Bias & Fairness Assessment
AI systems can produce discriminatory outcomes — often unintentionally. The Bias & Fairness Assessment provides a structured methodology to evaluate your AI systems for bias risks, document affected protected attributes, and track mitigation measures.
What is a Bias & Fairness Assessment?
A bias and fairness assessment is a systematic evaluation of an AI system's potential to produce outcomes that unfairly disadvantage individuals or groups based on protected characteristics — such as race, gender, age, disability, ethnicity, or socioeconomic status.
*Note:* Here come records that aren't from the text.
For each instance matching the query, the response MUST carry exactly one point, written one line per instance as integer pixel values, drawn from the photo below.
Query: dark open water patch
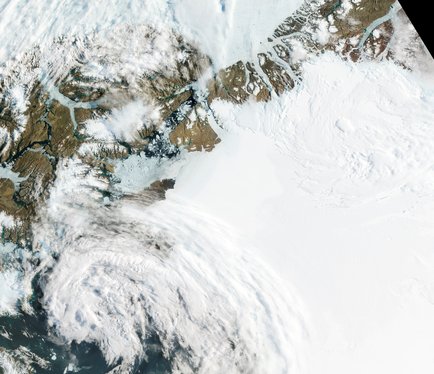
(32, 333)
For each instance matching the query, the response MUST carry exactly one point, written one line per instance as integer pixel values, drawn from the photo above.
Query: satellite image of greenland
(215, 187)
Under the EU AI Act, providers of high-risk AI systems must examine training data for possible biases (Art. 10) and implement measures to prevent discriminatory outcomes. The EU Charter of Fundamental Rights (Art. 21) explicitly prohibits discrimination, and AI systems that score, rank, or make decisions about people are particularly exposed to this risk.
Why it matters
Legal obligation
The EU AI Act requires bias examination of training data (Art. 10(2)(f)) and non-discrimination safeguards for high-risk systems. Failure to comply carries fines up to 3% of global turnover.
Fundamental rights
AI-driven discrimination can violate the right to non-discrimination (EU Charter Art. 21), equal treatment directives, and national equality legislation.
Real-world impact
Biased AI in hiring, credit scoring, healthcare triage, or law enforcement has documented consequences — rejected applicants, denied loans, missed diagnoses, and wrongful arrests.
Reputational risk
Public disclosure of biased AI outcomes causes lasting reputational damage. Proactive assessment demonstrates responsible AI governance to regulators, customers, and the public.
Types of AI bias
Training data bias
Historical data reflects past discrimination. A hiring model trained on historical decisions inherits biases in who was previously hired or promoted.
Selection bias
The training dataset does not represent the population the system will serve. Underrepresented groups receive less accurate predictions.
Measurement bias
The features or labels used as proxies are themselves biased. Using zip codes as a feature can encode racial segregation patterns.
Aggregation bias
A single model is applied to groups with different underlying distributions. Medical AI trained primarily on one demographic may underperform for others.
Deployment bias
The system is used in a context different from the one it was designed for, or its outputs are interpreted in a biased manner by human operators.
What the template covers
Protected attributes
Identification of which protected characteristics (age, gender, race, disability, etc.) are relevant to the AI system's domain and affected population.
Data representativeness
Evaluation of whether training and testing data adequately represents all relevant groups, including historically underrepresented populations.
Fairness metrics
Selection and application of appropriate fairness metrics: demographic parity, equalized odds, predictive parity, or individual fairness measures.
Proxy detection
Analysis of whether ostensibly neutral features (location, language, education) serve as proxies for protected attributes.
Mitigation measures
Documentation of pre-processing, in-processing, or post-processing techniques used to reduce identified bias.
Monitoring plan
Ongoing monitoring strategy to detect bias drift after deployment, including thresholds and escalation procedures.
How it works
Create a new assessment
Select the Bias & Fairness template and link it to a registered AI system. The template structures the evaluation around the system's specific use case and affected population.
Evaluate each dimension
Work through the structured sections: identify relevant protected attributes, assess data representativeness, apply fairness metrics, and check for proxy variables.
Document findings and mitigations
Record identified bias risks with severity ratings. For each risk, document the mitigation approach — whether technical (algorithmic debiasing) or procedural (human review).
Review and monitor
Submit for approval, then establish ongoing monitoring. The assessment links to your AI system's record so bias findings inform risk classification and oversight decisions.